Should I take this exam?

Training Daze

First off...AWESOME website! I am indebted to the creators, moderators and members of this site for posting and sharing so much useful information.

I am a college student and have no background in this field. I crammed for both the A+ and Net+ earlier this year and passed both on my first attempt...and now Sec+ is soo tempting to take as my final compTIA cert. I am really nervous though b/c this test is scored 100-900 points and I would need a 764 to pass....so with my broken math skills that means I need to get about 85 out of the 100 questions correct to pass this thing. This is intimidating b/c I have struggled to get the $220 to take this (i.e. broke college student).

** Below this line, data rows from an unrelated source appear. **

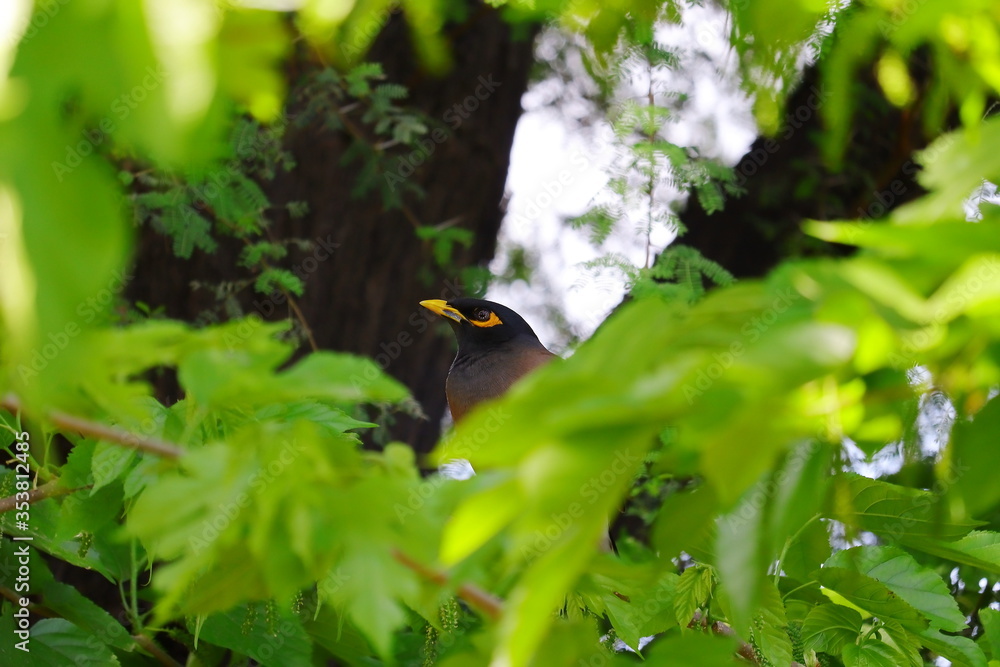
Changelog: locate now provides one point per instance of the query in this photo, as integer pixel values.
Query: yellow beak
(439, 307)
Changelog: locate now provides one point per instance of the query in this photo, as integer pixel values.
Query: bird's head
(481, 324)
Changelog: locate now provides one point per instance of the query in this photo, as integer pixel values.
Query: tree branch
(485, 602)
(100, 431)
(50, 490)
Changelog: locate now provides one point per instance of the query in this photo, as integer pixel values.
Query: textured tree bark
(787, 182)
(363, 299)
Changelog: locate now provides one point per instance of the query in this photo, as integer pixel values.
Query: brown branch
(142, 640)
(485, 602)
(98, 431)
(50, 490)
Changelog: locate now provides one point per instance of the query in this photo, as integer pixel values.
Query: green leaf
(895, 512)
(871, 596)
(684, 521)
(769, 628)
(110, 461)
(828, 627)
(872, 654)
(57, 642)
(266, 636)
(921, 587)
(693, 589)
(975, 458)
(980, 548)
(990, 618)
(954, 165)
(86, 615)
(961, 651)
(691, 649)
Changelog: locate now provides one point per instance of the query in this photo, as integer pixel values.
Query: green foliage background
(259, 529)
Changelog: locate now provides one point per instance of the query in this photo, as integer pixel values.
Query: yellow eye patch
(492, 322)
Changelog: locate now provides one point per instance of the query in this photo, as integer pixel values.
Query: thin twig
(485, 602)
(100, 431)
(150, 646)
(50, 490)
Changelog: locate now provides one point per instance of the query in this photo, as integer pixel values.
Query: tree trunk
(787, 182)
(364, 297)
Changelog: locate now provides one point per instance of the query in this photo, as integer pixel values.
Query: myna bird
(496, 347)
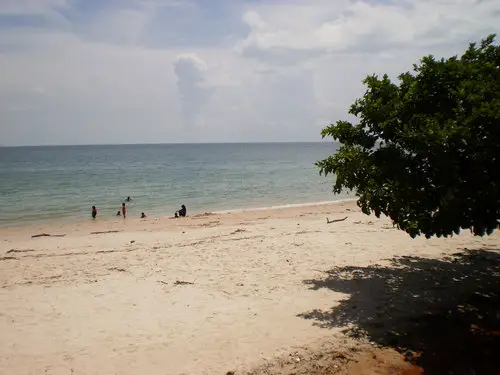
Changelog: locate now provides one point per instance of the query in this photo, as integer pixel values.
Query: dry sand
(198, 295)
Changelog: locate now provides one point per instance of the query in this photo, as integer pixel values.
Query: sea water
(63, 182)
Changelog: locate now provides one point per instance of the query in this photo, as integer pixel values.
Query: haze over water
(63, 182)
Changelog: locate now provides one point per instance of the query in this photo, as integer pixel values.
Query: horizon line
(165, 143)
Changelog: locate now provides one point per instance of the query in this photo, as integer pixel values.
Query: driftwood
(108, 231)
(328, 221)
(179, 282)
(47, 235)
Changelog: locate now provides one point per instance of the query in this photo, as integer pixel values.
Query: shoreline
(112, 219)
(253, 292)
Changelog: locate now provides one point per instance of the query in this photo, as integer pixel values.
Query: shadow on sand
(443, 314)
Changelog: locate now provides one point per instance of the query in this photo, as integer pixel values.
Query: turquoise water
(63, 182)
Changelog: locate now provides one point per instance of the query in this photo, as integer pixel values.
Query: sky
(171, 71)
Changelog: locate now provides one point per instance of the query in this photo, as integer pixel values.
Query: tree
(426, 152)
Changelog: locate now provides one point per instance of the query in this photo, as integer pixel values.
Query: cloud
(300, 31)
(132, 71)
(194, 94)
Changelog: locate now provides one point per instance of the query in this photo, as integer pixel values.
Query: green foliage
(426, 152)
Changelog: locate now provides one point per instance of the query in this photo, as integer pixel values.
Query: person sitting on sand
(181, 212)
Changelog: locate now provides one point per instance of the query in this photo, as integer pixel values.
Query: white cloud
(194, 94)
(297, 66)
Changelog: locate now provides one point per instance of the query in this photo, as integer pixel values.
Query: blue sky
(142, 71)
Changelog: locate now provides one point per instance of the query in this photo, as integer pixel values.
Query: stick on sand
(328, 221)
(47, 235)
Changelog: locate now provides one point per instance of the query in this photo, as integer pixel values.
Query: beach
(210, 293)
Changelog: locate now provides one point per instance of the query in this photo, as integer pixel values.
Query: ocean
(63, 182)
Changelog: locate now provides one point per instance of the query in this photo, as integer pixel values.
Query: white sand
(102, 304)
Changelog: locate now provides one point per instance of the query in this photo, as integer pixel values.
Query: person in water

I guess to sum it up I really want to take this but am 2nd guessing spending so much on such a high fail rated exam. Perhaps it would be better just to move on to 70-270 and take advantage of the cheaper price tag and 2nd chance offer Microsoft is doing until the end of Jan. 08.

For prep work I've spent the past 2 months memorizing the sybex and most of the syngress books (syngress was really long and boring). Also the technotes on this site have been a huuuuge help. I went through the exam cram book at borders and got an 86% on the practice test....guess I am just nervous...I'll update this if I do take this exam and tell you all how it went.

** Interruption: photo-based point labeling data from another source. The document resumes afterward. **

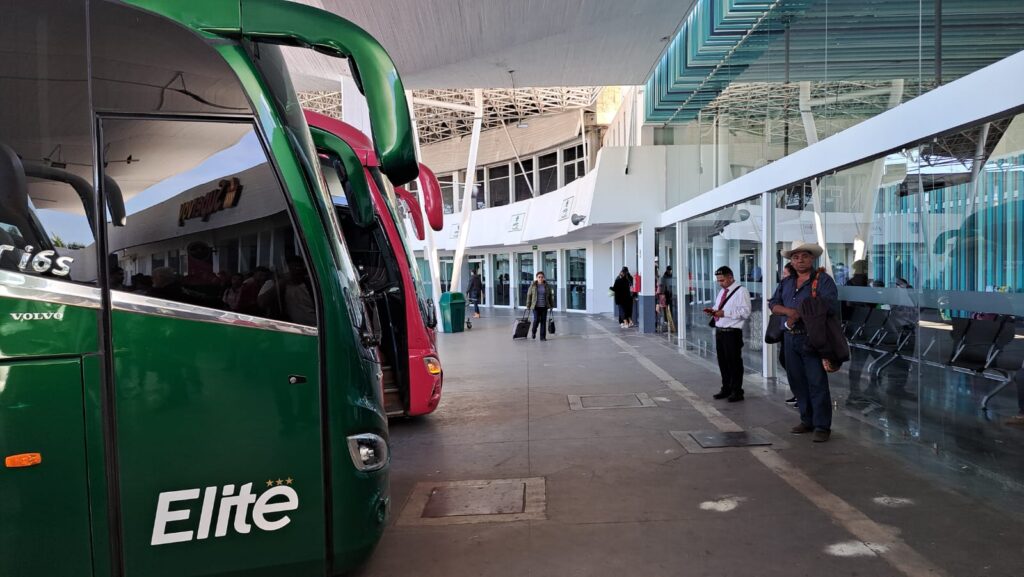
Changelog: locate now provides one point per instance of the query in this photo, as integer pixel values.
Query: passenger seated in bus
(232, 293)
(252, 288)
(297, 294)
(166, 285)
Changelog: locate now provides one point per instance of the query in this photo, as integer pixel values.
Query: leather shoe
(801, 428)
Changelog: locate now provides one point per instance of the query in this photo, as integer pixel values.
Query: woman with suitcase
(540, 299)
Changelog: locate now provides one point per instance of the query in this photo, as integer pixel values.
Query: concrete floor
(625, 497)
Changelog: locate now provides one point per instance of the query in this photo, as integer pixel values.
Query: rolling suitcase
(521, 327)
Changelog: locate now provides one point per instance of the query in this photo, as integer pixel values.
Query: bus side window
(208, 223)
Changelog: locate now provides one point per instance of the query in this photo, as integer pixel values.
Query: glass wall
(576, 264)
(502, 280)
(524, 272)
(667, 295)
(813, 68)
(928, 248)
(731, 237)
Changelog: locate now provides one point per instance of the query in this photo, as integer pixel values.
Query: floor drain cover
(495, 500)
(717, 439)
(631, 401)
(492, 498)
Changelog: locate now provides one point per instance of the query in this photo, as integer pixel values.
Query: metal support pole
(938, 43)
(467, 200)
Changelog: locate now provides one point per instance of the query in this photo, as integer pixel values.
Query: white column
(430, 250)
(467, 199)
(645, 265)
(768, 277)
(681, 271)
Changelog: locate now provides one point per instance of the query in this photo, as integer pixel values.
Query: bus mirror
(415, 212)
(342, 158)
(432, 199)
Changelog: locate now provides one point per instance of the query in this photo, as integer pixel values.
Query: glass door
(576, 263)
(502, 280)
(477, 263)
(549, 265)
(448, 266)
(524, 270)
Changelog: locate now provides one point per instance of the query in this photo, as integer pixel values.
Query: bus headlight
(433, 365)
(369, 451)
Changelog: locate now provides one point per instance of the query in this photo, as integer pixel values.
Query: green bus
(189, 381)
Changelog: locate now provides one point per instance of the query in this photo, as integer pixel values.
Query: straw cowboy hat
(800, 246)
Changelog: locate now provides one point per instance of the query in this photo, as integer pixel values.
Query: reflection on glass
(928, 249)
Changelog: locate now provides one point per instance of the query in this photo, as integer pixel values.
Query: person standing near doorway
(474, 291)
(623, 290)
(540, 299)
(805, 369)
(727, 318)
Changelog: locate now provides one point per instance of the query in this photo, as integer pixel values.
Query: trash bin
(453, 312)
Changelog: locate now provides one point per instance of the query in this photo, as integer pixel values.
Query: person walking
(732, 311)
(622, 288)
(540, 299)
(474, 291)
(806, 370)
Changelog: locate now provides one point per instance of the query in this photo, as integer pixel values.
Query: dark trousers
(729, 346)
(809, 382)
(540, 318)
(626, 311)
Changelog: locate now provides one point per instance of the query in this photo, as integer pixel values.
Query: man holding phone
(733, 310)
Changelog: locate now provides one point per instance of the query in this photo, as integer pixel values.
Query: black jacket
(824, 335)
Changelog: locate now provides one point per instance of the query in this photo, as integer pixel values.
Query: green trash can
(453, 312)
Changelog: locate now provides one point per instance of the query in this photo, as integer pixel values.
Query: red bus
(412, 369)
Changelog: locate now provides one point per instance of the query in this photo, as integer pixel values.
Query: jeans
(540, 318)
(809, 382)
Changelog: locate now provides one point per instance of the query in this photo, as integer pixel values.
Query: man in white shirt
(732, 310)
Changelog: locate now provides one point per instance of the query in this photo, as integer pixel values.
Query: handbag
(775, 329)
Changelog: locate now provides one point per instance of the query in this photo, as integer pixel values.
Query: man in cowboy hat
(805, 369)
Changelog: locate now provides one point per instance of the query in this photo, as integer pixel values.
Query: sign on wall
(225, 196)
(566, 208)
(517, 221)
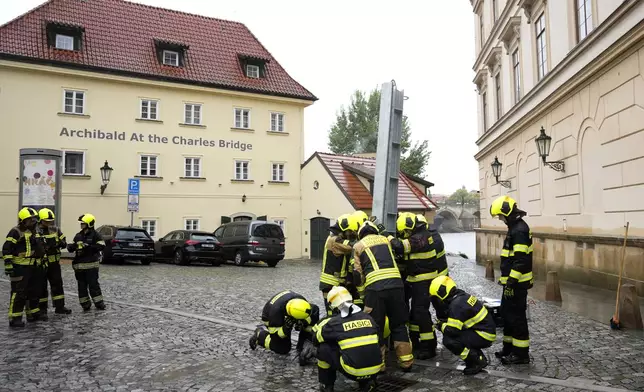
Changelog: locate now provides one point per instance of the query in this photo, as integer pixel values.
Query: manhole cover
(389, 383)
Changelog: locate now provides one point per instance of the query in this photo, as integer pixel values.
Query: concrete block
(630, 315)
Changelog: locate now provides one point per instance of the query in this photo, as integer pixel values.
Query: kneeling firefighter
(284, 312)
(348, 342)
(469, 327)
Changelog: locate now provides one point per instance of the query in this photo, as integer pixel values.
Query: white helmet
(338, 295)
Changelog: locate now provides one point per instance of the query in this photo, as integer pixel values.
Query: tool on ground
(614, 322)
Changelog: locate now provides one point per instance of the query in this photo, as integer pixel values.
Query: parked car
(186, 246)
(244, 241)
(126, 243)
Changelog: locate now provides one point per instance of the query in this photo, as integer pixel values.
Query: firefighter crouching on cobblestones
(516, 279)
(20, 252)
(54, 241)
(424, 253)
(337, 251)
(469, 327)
(88, 245)
(375, 267)
(348, 342)
(284, 312)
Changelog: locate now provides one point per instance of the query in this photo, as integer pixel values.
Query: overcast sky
(334, 47)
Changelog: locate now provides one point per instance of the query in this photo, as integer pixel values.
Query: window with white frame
(242, 118)
(516, 75)
(149, 109)
(242, 171)
(192, 167)
(74, 163)
(192, 114)
(542, 55)
(252, 71)
(148, 165)
(150, 225)
(191, 224)
(74, 102)
(64, 42)
(171, 57)
(584, 18)
(277, 122)
(278, 172)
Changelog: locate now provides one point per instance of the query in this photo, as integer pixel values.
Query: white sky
(333, 47)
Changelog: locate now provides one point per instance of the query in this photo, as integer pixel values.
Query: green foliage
(356, 131)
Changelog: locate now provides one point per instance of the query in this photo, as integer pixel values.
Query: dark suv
(244, 241)
(126, 243)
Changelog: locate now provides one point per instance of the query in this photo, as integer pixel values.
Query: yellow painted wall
(30, 102)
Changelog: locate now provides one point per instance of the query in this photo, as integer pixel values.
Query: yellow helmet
(88, 219)
(338, 295)
(298, 308)
(441, 287)
(26, 213)
(503, 205)
(46, 214)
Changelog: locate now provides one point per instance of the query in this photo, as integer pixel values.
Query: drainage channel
(578, 383)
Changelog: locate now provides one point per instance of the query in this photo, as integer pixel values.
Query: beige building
(195, 107)
(333, 185)
(574, 68)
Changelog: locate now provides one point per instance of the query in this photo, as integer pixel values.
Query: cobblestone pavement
(186, 328)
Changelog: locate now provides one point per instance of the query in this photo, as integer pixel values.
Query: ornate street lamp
(543, 147)
(106, 173)
(496, 171)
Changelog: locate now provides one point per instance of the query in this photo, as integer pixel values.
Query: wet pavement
(186, 328)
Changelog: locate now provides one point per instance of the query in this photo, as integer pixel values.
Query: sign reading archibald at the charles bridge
(97, 134)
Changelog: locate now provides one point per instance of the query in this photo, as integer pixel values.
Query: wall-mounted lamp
(543, 147)
(106, 173)
(496, 171)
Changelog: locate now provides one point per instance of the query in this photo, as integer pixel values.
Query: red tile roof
(345, 170)
(119, 37)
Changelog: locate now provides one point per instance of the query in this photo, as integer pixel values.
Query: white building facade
(574, 68)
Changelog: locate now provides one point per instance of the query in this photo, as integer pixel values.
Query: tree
(463, 198)
(356, 131)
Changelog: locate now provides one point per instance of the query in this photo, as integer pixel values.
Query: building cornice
(572, 84)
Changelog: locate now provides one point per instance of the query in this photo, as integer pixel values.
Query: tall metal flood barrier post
(40, 178)
(385, 187)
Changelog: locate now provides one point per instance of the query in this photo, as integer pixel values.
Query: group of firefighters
(368, 279)
(31, 254)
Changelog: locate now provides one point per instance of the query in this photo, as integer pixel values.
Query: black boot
(516, 359)
(475, 362)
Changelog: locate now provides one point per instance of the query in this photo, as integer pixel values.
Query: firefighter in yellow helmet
(424, 254)
(337, 252)
(284, 312)
(468, 328)
(375, 267)
(54, 241)
(20, 252)
(348, 342)
(516, 279)
(87, 246)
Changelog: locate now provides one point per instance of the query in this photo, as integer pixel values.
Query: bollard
(553, 293)
(489, 270)
(630, 315)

Sorry for rambling ...great site again! I can't imagine how lost I would have been without it!

Greg

spree610

this is an excellent entry cert. it especially makes you more marketable due to the growning requirement for IT security. Even the DoD requires that all IT administrators be security certified and this cert meets their requirement. Will this get you that 60-70k Job? probably not but it is a great start.

Mishra

You studied for it already. Don't let that time you spent go to waste and finish your studying and take the test.

bertieb

Welcome! I'd suggest you carry on with the cert, it's obvious you've put a lot of effort in already and it's a decent one to have, IMO.

Don't get too hung up on the score, some questions are not scored and some may be weighted differently, so you'll never know how many you really need to pass. Concentrate on knowing the material and you'll be fine. Put it this way, imagine how good it'll feel when you get that 'Pass' on screen after all the effort and worry.

Good luck!

Training Daze

Thanks for the posts...I decided to take this exam...just waiting on Preplogic to email me my voucher #, hopefully i can get it done on Monday. It would be nice to pass but the information absorbed just studying for this exam really laid out a nice security foundation. I really feel comfortable with all of the terms and I am sure this will pay dividends with my future IT classes and certifications....

For some reason my brain had trouble with remembering the cryptology material and keeping it all organized. I made a quick cram sheet that I quickly went over everyday before i was about to study and it really helped, feel free to correct it if you notice an error.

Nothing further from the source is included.